Bye-bye Taxcut, hello TaxACT

Don’t look now, but it’s Tax Season again. This is usually the time of year I start looking for the best deal on H&R Block’s TaxCut product, which I’ve been using for several years. Truth be told, I’ve always been pretty happy with TaxCut. I usually pay between $15 and $25 for the “Deluxe” product (or whatever they’re calling it in the given year) which in the past has included “free” federal e-file and one “free” State (after rebates of course). However, this year it appears that Block is no longer offering the free e-file, so that prompted me to look around for a better deal.

To me, there are three important things to consider when choosing a tax preparation product:

  • Convenience. I’m sure I could use the old paper-and-pencil method, maybe with the help of a spreadsheet or two. But truth be told, that’s not really an option for me at this point of my life. It’s just too tedious and time-consuming. Tax preparation software is well worth a (nominal) price in terms of time and headache saved.
  • Accuracy. Obviously, the software isn’t worth anything to me if it doesn’t accurately complete the return.
  • Cost. The cheaper, the better.

Anyhow, I think I’ve found what I’m looking for: TaxACT online for Federal, and Maryland’s free (and excellent) iFile system for State. TaxACT will supposedly complete and e-file my Federal return for free, so combined with iFile, my total outlay this year will be a grand total of…. $0! And no rebates to bother with, either. Time will tell how well this works, but it sure seems ideal, so I’m hoping it works out. Stay tuned.

Late Christmas Present

Got a late Christmas present yesterday from an unlikely source: my employer’s 401(k) provider. Well, it actually came in early October, but I didn’t notice it until the other day when I checked my quarterly statement. Now, the plan has always had a decent selection of investment choices, but there have always been a bunch of things that bother me about it…
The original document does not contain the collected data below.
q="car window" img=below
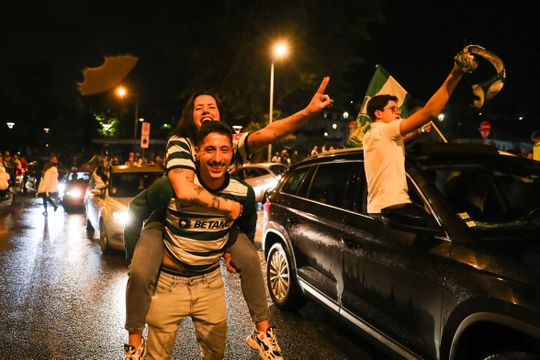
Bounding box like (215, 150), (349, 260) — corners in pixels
(281, 167), (310, 195)
(76, 172), (91, 182)
(343, 163), (366, 213)
(236, 169), (246, 180)
(425, 163), (540, 223)
(109, 172), (162, 197)
(244, 168), (266, 178)
(306, 162), (359, 208)
(269, 164), (287, 175)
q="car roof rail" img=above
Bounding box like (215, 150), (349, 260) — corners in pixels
(407, 142), (499, 158)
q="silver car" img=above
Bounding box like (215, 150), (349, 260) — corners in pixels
(234, 162), (287, 202)
(84, 164), (163, 253)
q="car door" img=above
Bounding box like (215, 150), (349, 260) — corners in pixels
(285, 161), (361, 306)
(339, 168), (451, 359)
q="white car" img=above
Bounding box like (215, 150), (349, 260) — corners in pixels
(84, 164), (163, 253)
(234, 162), (287, 202)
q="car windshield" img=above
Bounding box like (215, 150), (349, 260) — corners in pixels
(67, 172), (91, 183)
(269, 164), (287, 175)
(424, 161), (540, 225)
(108, 171), (162, 197)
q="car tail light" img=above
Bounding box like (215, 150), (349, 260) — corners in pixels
(263, 201), (271, 224)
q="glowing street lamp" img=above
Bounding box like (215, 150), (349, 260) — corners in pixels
(268, 41), (289, 162)
(6, 122), (15, 129)
(115, 86), (127, 98)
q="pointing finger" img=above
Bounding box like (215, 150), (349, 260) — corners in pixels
(316, 76), (330, 94)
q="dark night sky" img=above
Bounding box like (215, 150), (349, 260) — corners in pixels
(1, 0), (537, 142)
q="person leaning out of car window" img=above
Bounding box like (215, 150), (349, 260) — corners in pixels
(363, 48), (477, 218)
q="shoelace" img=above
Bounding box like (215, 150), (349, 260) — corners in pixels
(268, 330), (281, 352)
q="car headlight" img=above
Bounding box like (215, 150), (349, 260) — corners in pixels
(112, 211), (130, 225)
(65, 189), (82, 199)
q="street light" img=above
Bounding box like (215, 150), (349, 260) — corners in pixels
(115, 85), (139, 154)
(268, 41), (289, 162)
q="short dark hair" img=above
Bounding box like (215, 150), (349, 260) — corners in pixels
(367, 94), (399, 120)
(171, 91), (225, 140)
(195, 121), (233, 147)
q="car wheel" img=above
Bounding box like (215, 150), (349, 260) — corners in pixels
(99, 220), (111, 254)
(266, 242), (304, 310)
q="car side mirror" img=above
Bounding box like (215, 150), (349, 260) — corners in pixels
(381, 203), (443, 236)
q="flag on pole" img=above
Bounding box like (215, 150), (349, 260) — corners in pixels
(347, 65), (410, 147)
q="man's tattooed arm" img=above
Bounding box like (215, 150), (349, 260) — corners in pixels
(168, 167), (241, 219)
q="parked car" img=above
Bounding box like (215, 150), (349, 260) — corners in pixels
(59, 169), (91, 211)
(262, 143), (540, 360)
(84, 164), (163, 253)
(234, 162), (287, 202)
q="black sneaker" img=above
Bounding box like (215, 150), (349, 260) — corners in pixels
(246, 326), (283, 360)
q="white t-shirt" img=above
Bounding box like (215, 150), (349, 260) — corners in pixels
(363, 120), (411, 213)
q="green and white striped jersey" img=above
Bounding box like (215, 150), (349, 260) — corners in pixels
(163, 173), (256, 275)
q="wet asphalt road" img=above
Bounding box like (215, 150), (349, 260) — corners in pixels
(0, 194), (387, 359)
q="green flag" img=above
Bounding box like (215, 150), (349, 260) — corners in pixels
(347, 65), (411, 147)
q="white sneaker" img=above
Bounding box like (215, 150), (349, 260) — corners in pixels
(246, 326), (283, 360)
(124, 338), (146, 360)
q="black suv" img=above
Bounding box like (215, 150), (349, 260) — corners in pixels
(262, 143), (540, 360)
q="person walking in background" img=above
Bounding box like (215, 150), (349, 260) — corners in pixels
(280, 149), (291, 166)
(310, 145), (318, 157)
(0, 155), (9, 192)
(37, 154), (60, 216)
(271, 151), (281, 163)
(290, 149), (299, 164)
(153, 154), (164, 168)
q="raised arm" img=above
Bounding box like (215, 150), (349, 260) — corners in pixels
(400, 64), (464, 136)
(399, 47), (478, 137)
(247, 76), (333, 153)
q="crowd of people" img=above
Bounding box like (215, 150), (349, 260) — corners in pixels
(270, 144), (347, 167)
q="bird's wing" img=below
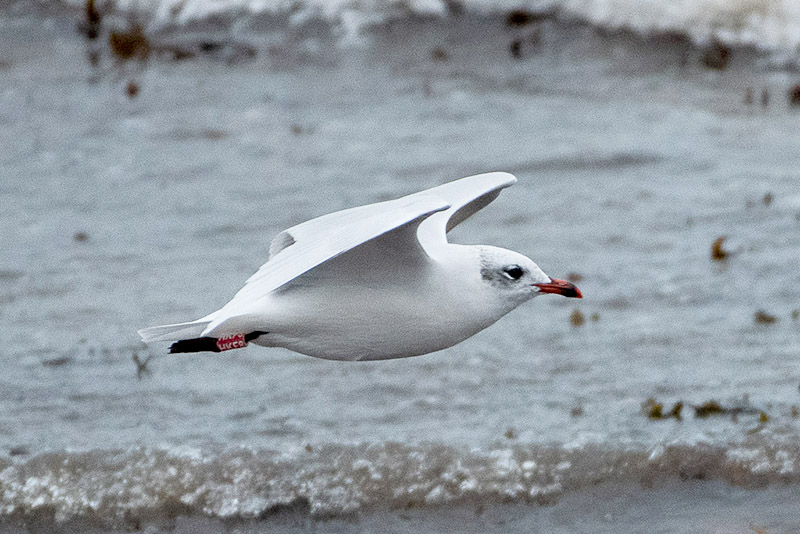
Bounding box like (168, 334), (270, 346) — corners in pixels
(213, 193), (450, 315)
(415, 171), (517, 251)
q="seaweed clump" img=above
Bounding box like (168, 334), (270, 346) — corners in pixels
(430, 47), (448, 62)
(506, 10), (537, 28)
(754, 310), (778, 324)
(84, 0), (101, 40)
(790, 84), (800, 107)
(701, 41), (731, 70)
(642, 398), (683, 420)
(73, 231), (89, 242)
(644, 398), (769, 425)
(109, 25), (150, 62)
(692, 401), (725, 418)
(691, 400), (766, 425)
(126, 81), (139, 98)
(711, 236), (728, 261)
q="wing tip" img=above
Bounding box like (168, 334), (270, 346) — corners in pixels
(137, 327), (156, 343)
(475, 171), (517, 187)
(137, 320), (212, 343)
(433, 171), (518, 194)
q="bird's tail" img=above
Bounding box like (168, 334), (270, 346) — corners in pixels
(138, 320), (212, 344)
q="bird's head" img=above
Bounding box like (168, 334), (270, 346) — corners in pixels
(477, 246), (582, 307)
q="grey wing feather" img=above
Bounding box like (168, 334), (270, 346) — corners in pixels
(207, 171), (515, 327)
(216, 194), (450, 313)
(416, 171), (517, 250)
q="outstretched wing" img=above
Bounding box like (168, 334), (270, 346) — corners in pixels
(416, 172), (517, 251)
(256, 171), (516, 298)
(212, 193), (450, 316)
(203, 171), (515, 333)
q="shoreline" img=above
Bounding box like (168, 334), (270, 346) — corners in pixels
(1, 480), (799, 533)
(6, 1), (799, 73)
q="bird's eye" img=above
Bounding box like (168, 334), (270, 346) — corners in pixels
(502, 265), (524, 280)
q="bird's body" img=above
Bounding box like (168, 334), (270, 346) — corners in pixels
(246, 244), (517, 360)
(139, 172), (581, 360)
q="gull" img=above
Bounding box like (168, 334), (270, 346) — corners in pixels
(138, 172), (582, 361)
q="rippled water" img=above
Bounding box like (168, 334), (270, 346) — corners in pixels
(1, 4), (800, 531)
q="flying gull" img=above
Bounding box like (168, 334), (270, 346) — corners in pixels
(138, 172), (582, 361)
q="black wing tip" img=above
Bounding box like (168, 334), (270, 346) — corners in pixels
(168, 332), (268, 354)
(246, 331), (269, 341)
(169, 337), (220, 354)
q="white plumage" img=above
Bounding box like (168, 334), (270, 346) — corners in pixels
(138, 172), (581, 360)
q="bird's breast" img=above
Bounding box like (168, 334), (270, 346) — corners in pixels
(255, 280), (498, 361)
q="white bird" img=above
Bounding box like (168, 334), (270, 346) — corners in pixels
(138, 172), (581, 361)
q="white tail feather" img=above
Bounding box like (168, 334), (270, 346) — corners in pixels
(138, 320), (212, 343)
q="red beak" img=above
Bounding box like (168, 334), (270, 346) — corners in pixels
(533, 278), (582, 298)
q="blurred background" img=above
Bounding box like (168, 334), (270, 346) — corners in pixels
(1, 0), (800, 531)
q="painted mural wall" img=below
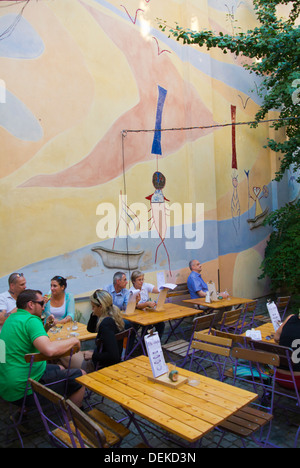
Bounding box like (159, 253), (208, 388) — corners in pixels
(0, 0), (294, 302)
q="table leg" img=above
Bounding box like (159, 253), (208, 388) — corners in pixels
(121, 407), (151, 447)
(164, 318), (185, 343)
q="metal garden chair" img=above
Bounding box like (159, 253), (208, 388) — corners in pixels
(250, 340), (300, 415)
(217, 307), (244, 334)
(189, 331), (233, 381)
(240, 300), (259, 331)
(29, 378), (130, 448)
(3, 346), (78, 448)
(216, 347), (279, 448)
(276, 296), (291, 321)
(162, 313), (217, 368)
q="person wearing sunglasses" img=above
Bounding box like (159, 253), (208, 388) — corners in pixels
(0, 272), (27, 332)
(0, 289), (85, 409)
(43, 275), (75, 326)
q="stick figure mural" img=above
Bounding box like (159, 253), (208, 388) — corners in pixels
(231, 105), (241, 234)
(247, 184), (269, 230)
(146, 171), (171, 273)
(146, 85), (171, 273)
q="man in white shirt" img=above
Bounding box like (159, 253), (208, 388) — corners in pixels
(0, 272), (27, 332)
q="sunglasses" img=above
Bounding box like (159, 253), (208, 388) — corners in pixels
(10, 273), (24, 281)
(93, 289), (106, 304)
(32, 300), (45, 307)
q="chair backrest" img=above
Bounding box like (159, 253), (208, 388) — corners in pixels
(219, 308), (244, 333)
(249, 340), (293, 371)
(24, 345), (80, 364)
(276, 296), (291, 320)
(193, 313), (217, 333)
(231, 347), (280, 367)
(192, 332), (233, 357)
(190, 331), (233, 380)
(29, 378), (74, 448)
(244, 300), (258, 313)
(29, 377), (66, 406)
(240, 300), (259, 330)
(66, 399), (109, 448)
(96, 327), (133, 361)
(211, 329), (250, 347)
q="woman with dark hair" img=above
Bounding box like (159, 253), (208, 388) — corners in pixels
(43, 275), (75, 325)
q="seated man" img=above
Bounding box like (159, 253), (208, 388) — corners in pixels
(187, 260), (209, 299)
(0, 289), (85, 408)
(104, 271), (129, 311)
(0, 272), (27, 332)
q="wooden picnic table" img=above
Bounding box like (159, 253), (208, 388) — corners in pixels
(76, 355), (257, 447)
(123, 302), (201, 327)
(122, 303), (203, 354)
(183, 296), (255, 309)
(48, 322), (97, 342)
(243, 322), (276, 344)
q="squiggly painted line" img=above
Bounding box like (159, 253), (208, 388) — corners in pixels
(152, 37), (171, 56)
(238, 95), (250, 109)
(120, 5), (144, 24)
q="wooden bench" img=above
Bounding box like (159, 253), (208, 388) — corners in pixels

  1. The plan has a board of trustees that determine the investment choices, and the board has a habit of eliminating various mutual funds (replacing them with others) after relatively short periods of underperforming.
  2. The investment options are mainly regular, non-proprietary mutual funds with ticker symbols, etc. However, the provider, being an insurance company, feels the need to treat the funds as annuity investments, and tracks them using its own ‘unit’ system rather than using the funds’ actual NAVs.
  3. The fees are higher than they should be (although the provider passes on some mutual fund management fee reductions it negotiates, and these offset the provider’s fees somewhat, though not nearly enough).
  4. The quarterly statements have never made sense. The number of ‘units’ owned never adds up to the sum of ‘units’ purchased with each deferral to the plan. This, to me, has always been the biggest problem with the plan. It makes it impossible for me to (properly) track my account with my financial software, and leaves me wondering what’s actually going on behind the scenes.

Anyhow, in early October the provider quietly took a huge step in the right direction by abandoning its unit scheme and switching to a share-based valuation system using the funds’ actual NAVs. All of a sudden, the statements make complete sense, and I can track my account day-to-day because the fund NAVs are available online.

I still think the fees are too high, but I have to say I’m much happier with the plan now.